This application is related to power management in a multi-processor computer system.
Power management is an important issue in computer design. Power consumption and related cooling costs are a significant portion of the operation of computer systems. Units operating at high clock frequencies in a computer system such as central processing units (CPUs), main memories (e.g., random access memories (RAMs)), and chipsets typically consume more power than other units.
The Advanced Configuration and Power Interface (ACPI) specification defines several power states so that an operating system may transit a computer system and a processor to one of a plurality of power states. When a CPU core or thread on a processor enters an idle state, the system may enter a low power state. However, in a multi-processor system with multiple processors, currently there is no mechanism to detect that all the nodes in the system are idle, and hence to enter the power saving state.
Embodiments for power management in a multi-processor system are disclosed. One of the processors in the system monitors whether all threads on all central processing unit (CPU) cores in the multi-processor system halt, and sends a message to a device having a power management functionality to cause at least a part of the system to enter a low power state if all threads in the multi-processor system halt. The processor may send another message to the device to cause at least a part of the system to wake up if at least one thread on any CPU core in the multi-processor system exits a halt.
A more detailed understanding may be had from the following description, given by way of example in conjunction with the accompanying drawings wherein:
The embodiments will be described with reference to the drawing figures wherein like numerals represent like elements throughout. In accordance with one embodiment, a multi-processor system enters a low power state (e.g., “C1E state”) when all CPU cores and threads in the system have halted and the boot strap processor (BSP) completes a handshake with a device having a power control functionalities, (e.g., a south bridge), in the system. The system exits the low power state by an interrupt, direct memory access (DMA) bus activity, a system reset (cold or warm reset), or the like. In the low power state, all CPU cores in the system halt; there is no DMA activity; a clock signal may be divided down or deactivated; and/or a link may be in a low power state or deactivated. Multiple levels of power states may be defined and the system may enter a deeper power saving state in several steps.
Each CPU core 112 may include an instruction execution logic (e.g., x86 instruction execution logic), a first level (L1) data cache, an L1 instruction cache, and optionally a second level (L2) cache.
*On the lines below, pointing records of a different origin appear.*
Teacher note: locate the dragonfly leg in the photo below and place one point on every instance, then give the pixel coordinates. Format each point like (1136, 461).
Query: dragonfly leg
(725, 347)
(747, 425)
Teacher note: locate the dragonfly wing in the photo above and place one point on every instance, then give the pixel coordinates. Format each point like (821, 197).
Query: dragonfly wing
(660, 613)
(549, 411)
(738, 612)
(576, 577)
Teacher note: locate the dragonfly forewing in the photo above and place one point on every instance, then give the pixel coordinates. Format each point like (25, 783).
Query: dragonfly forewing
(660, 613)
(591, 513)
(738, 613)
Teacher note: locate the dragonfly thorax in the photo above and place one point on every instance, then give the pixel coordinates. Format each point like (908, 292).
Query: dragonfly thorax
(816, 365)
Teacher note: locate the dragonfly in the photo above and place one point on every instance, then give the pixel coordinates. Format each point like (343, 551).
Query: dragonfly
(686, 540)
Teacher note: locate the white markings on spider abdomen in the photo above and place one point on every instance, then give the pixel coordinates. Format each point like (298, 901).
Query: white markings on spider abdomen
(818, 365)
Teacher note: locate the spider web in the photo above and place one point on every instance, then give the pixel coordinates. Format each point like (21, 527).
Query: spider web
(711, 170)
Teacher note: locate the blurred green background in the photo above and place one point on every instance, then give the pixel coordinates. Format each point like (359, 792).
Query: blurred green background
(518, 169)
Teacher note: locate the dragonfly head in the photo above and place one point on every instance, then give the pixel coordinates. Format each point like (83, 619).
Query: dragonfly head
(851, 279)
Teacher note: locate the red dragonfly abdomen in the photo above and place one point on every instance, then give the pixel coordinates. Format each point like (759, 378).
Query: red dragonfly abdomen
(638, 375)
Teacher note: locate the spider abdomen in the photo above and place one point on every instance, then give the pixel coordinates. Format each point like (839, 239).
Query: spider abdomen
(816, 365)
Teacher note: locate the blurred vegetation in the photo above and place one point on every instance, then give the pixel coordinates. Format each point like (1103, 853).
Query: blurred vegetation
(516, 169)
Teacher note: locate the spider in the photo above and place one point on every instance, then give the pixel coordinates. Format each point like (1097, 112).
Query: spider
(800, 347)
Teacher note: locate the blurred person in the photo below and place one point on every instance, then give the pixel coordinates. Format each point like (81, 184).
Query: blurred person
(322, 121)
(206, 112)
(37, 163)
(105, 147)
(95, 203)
A CPU core 112 may execute zero, one or more than one thread in parallel. Each link may be configured to operate under any bus interface protocol, (for example, but not limited to, HyperTransport, PCI-Express, or any that are currently existing or developed in the future). The processor 110/110a may include a DRAM interface supporting, for example, a 64-bit, 128-bit, 256-bit double data rate 2 (DDR2) or DDR3 registered or unbuffered dual in-line memory module (DIMM) channel(s). The processor north bridge 114 routes transactions between the CPU cores 112, the links, and the DRAM interface. The processors 110/110a, a DRAM controller(s), and caches of the system comprise a coherent fabric, (i.e., the coherent fabric refers to the nodes, system memory, and coherent links used for communication between the nodes). A coherent link is a link configured for coherent inter-processor traffic between nodes.
Processors 110 are connected to the south bridge 130 via the BSP 110a (and via the chipset north bridge 120 connected to the BSP 110a). The chipset north bridge 120 and the south bridge 130 are transaction routing blocks to support devices running at different speeds on buses running at different speeds. The south bridge (also known as an input/output (I/O) hub) is a chipset that normally supports slower devices (such as I/O devices). The south bridge 130 may control power states of at least a part of the system 100 based on the messages and signals from the processors 110/110a and the chipset north bridges 120, and any other devices in the system 100.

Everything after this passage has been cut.